Los fariseos eran un grupo piadoso judío que
aceptaban la Ley, tanto oral como escrita, y observaban escrupulosamente
numerosas prácticas (366 normas positivas y 250 negativas). Criticaban a Jesús
por perdonar los pecados, no respetar las disposiciones sabáticas y
relacionarse con pecadores. Por su parte, Jesús les censuraba su legalismo externo
y su formalismo hipócrita; sin embargo, Él fue defendido (como ocurrió con
Nicodemo) e incluso invitado por algunos fariseos.
Los publicanos eran personas privadas que
habían conseguido ser contratadas por el gobierno romano para el cobro de los
impuestos.

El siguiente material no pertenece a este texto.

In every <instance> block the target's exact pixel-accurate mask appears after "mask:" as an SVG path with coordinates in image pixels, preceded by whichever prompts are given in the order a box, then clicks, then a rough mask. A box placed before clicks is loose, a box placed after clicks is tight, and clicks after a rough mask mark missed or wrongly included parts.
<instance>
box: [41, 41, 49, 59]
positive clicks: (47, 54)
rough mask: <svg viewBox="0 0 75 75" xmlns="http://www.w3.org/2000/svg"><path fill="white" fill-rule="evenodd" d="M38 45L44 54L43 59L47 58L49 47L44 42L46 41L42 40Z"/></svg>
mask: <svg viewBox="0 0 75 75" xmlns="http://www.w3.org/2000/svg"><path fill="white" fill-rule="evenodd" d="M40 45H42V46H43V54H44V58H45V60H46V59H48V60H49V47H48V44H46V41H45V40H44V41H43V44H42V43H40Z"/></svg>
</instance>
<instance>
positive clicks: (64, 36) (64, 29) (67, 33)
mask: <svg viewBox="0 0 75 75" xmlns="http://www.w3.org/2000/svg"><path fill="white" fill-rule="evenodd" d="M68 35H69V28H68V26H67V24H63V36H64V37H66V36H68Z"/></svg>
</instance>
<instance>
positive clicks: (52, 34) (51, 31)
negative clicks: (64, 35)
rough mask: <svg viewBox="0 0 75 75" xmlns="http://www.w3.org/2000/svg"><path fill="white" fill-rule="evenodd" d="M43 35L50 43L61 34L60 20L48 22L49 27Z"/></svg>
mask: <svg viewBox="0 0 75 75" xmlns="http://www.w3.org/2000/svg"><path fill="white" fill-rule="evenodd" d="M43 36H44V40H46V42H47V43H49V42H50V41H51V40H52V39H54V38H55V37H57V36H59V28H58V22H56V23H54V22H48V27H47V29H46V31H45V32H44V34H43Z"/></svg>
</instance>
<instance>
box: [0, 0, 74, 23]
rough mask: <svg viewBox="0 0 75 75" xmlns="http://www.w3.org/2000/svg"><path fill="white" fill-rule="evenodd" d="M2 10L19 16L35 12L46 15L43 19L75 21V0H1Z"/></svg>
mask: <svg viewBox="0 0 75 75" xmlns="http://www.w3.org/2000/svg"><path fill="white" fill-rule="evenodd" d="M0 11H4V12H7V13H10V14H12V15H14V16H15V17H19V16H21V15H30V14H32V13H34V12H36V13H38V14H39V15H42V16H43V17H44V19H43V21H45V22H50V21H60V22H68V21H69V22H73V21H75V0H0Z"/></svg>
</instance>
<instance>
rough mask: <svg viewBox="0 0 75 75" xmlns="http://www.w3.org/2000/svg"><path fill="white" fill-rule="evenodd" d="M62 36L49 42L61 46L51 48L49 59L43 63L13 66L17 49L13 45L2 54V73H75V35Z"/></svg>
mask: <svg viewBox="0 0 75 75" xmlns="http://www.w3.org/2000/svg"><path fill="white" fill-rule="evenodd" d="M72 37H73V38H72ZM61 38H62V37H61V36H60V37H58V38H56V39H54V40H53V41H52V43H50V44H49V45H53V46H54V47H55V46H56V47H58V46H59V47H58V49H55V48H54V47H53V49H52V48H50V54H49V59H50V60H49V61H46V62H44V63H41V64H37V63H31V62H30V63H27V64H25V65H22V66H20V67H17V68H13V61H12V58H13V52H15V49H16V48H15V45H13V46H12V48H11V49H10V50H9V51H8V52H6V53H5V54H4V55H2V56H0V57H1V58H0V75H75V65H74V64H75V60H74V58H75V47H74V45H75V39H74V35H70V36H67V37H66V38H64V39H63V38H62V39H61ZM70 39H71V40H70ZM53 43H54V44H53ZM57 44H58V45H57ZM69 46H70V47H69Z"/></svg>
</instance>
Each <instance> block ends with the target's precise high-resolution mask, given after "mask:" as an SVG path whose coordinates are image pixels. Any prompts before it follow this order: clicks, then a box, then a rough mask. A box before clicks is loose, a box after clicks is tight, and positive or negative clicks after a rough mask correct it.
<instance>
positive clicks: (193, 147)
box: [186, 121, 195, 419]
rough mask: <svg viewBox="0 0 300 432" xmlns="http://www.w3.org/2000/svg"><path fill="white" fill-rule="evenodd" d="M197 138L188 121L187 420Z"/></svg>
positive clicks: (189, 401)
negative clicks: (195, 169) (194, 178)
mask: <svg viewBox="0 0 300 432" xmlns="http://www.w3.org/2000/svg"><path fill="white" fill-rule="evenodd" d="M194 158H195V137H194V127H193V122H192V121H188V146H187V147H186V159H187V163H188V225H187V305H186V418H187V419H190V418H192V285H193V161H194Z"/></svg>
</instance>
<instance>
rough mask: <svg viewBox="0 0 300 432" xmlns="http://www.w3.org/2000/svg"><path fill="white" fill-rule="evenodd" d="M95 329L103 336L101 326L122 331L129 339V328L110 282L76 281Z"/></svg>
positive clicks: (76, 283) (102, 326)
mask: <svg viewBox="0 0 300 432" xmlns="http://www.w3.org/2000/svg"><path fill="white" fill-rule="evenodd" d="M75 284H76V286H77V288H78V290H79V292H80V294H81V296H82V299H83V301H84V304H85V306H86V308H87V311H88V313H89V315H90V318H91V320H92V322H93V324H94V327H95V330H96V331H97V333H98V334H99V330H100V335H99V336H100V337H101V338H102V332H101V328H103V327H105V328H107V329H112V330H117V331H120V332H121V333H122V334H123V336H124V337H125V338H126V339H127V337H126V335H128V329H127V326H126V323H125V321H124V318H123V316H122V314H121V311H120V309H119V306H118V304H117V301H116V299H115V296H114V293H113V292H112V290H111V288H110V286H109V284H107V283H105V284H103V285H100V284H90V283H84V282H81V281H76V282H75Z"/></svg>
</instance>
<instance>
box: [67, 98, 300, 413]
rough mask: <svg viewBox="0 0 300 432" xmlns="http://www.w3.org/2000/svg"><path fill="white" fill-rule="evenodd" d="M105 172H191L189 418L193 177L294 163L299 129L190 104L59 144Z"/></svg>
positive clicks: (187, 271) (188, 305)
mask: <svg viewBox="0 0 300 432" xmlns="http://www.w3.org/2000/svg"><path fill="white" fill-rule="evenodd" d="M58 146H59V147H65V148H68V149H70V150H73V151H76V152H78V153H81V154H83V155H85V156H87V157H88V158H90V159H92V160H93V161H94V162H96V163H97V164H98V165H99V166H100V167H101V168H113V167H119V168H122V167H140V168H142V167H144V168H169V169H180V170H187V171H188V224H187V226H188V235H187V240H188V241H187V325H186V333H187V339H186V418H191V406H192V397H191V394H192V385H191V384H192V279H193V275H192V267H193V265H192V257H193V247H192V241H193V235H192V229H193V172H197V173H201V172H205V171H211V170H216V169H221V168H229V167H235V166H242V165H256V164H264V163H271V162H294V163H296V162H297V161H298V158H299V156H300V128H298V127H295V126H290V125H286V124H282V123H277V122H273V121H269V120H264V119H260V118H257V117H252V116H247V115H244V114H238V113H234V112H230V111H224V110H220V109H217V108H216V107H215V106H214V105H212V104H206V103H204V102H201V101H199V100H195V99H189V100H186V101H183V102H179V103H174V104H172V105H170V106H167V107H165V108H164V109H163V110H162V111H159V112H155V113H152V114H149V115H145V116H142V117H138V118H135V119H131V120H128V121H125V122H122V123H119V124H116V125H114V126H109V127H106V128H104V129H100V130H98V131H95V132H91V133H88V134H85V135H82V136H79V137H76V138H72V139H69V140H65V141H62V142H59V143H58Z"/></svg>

De lo recaudado debían entregar una cantidad determinada, pero, para
su manutención y medios de vida, solían sobrecargar los gravámenes. Por su
proceder, frecuentemente tramposo, eran muy impopulares y considerados a todos
los efectos como pecadores; hasta el punto de que el trato con ellos provocaba
escándalo.
El fariseo del relato “oraba” de pie y con la
cabeza erguida; pero no le daba gracias a Dios por su bondad o misericordia;
sino por lo bueno y grande que era él mismo. Sintiéndose justificado ante Dios
se exhibía en el Templo como superior a los demás. Como contraste, la oración
del publicano era completamente diferente porque sabía que su presencia en el
Templo era mal vista por todos; pero no se excusaba, sino que reconocía su
incorrecto comportamiento y expresaba su sincero arrepentimiento en una frase: “Oh
Dios, ten compasión de mí, que soy pecador”. Esta parábola proclama la
misericordia como valor fundamental del reinado de Dios, que nos invita a ser
también nosotros compasivos con los demás y aliviar sus males.
Jesús censura el legalismo externo y su
formalismo hipócrita, y acepta el arrepentimiento sincero.